2026年6月17日水曜日

「小春」といえば「王将」でしょ

 実習生挨拶の件でもう一つ。

挨拶に来たリハビリの学生さんのネームを見たら、名前が「小春」だったんだ。彼女にはそれについては何も言わず、その後に来たリハビリの市葉旗部長に「こはるって名前は昭和っぽくていいねぇ」と語りかけると「そうですねぇ」と相づちを打ってくれた。それはいいが「小春と言えばやっぱり村田英雄の『王将』だよな」と話を向けると、市葉旗君「え、知りません」だった。これには私、「『王将』って歌知らないってか。村田英雄はどう?」「ああ、それは知っています」「村田英雄の最大のヒット曲だぞ、王将は」と言って「♪吹けば〜飛ぶような将棋の駒にぃ〜」と歌いだした。ふう・・。
それでもどうもピンとこない表情だった。彼は50歳になるかならないくらいか。この歌は昭和36年(1961年)発売で昭和37年にかけて大ヒットし、戦後初のミリオンセラーとして有名だ。私ですら2、3歳の頃だからリアルタイムでは知らないがとにかく好きでマイフェイバリットソングのベスト10に入るくらいだ。それはともかく、その2番の歌詞に出てくるのよ「小春」さんが。

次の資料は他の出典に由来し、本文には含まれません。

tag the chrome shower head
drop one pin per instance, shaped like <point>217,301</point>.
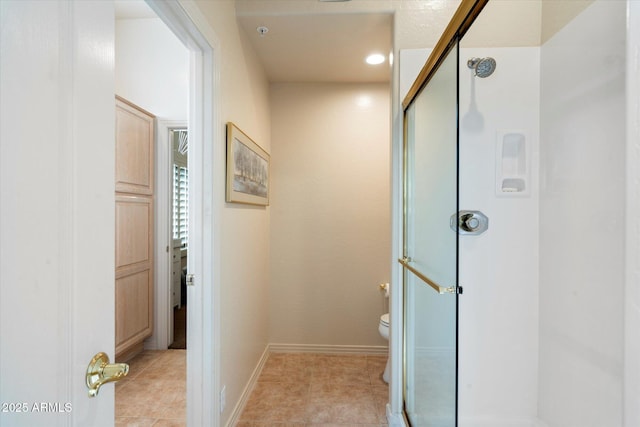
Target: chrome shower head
<point>482,67</point>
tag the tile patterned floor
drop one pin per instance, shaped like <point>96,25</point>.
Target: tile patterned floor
<point>154,392</point>
<point>296,390</point>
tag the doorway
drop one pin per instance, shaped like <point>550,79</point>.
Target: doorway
<point>199,40</point>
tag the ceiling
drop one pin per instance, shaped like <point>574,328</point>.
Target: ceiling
<point>307,40</point>
<point>321,47</point>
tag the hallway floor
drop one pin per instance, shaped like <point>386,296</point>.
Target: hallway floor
<point>154,392</point>
<point>302,389</point>
<point>293,390</point>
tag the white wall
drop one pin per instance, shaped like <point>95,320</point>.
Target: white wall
<point>582,220</point>
<point>152,68</point>
<point>498,311</point>
<point>330,218</point>
<point>244,230</point>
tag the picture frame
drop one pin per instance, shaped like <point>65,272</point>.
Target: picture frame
<point>248,169</point>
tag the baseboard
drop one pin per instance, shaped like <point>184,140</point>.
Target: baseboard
<point>395,420</point>
<point>500,422</point>
<point>246,393</point>
<point>329,349</point>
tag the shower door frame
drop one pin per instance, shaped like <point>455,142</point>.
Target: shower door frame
<point>465,15</point>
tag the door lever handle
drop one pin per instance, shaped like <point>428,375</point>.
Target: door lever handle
<point>100,372</point>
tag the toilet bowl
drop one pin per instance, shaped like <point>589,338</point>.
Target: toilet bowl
<point>383,328</point>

♪愚痴も言わずに 女房の小春 つくる笑顔が いじらしい

そもそも元になった「王将」は北条秀司という人の戯曲で、モデルになったのは関西の将棋指し坂田三吉でその妻の名前は実際は「コユウ」で「小春」は北条の創作名とのことだ。そして作詞の西條八十も「小春」の名を使ったが、当時69歳の八十は亡くなった自身の奥さんをイメージしていたらしい。「コユウ」さんは三吉の賭け将棋の収入に頼る厳しい生活の中、草履作りなどで家計を支えながら、夫の将棋への情熱を理解し応援し続けたまさに「小春」さんタイプの女性だったそうだ。

それにしても「王将」は歌詞が実にいい。船村徹の作曲も素晴らしいが、西條八十の歌詞は絶品というほかなく脱帽だ。歌詞を1番から3番まで全部載せておこう。1番の出だしの「将棋」を人それぞれの専門分野に言い変えればグッとくるし、3番の出だしなど、関西人の胸にまさに命中、どストライクする名台詞じゃないか。関西人でない私ですらじ〜んと来る。

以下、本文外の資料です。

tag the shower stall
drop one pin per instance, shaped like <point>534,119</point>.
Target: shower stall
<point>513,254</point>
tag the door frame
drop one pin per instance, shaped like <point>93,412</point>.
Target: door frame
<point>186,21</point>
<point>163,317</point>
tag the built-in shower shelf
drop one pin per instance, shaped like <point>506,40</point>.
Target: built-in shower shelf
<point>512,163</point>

♪吹けば飛ぶよな 将棋の駒に 賭けた命を 笑わば笑え 
生まれ浪花の 八百八橋 月も知ってる 俺らの意気地

♪あの手この手の 思案を胸に やぶれ長屋で 今年も暮れた 
愚痴も言わずに 女房の小春 つくる笑顔が いじらしい

♪明日は東京に 出て行くからは なにがなんでも 勝たねばならぬ 
空に灯がつく 通天閣に 俺の闘志が また燃える

熱弁する私に対し、どうにもピンと来ていない市葉旗君にM2 MacBook Airから保存してある「王将」を聞かせたよ。すると「ああ、聴いたことあります」とどうにか合点してくれたようだ。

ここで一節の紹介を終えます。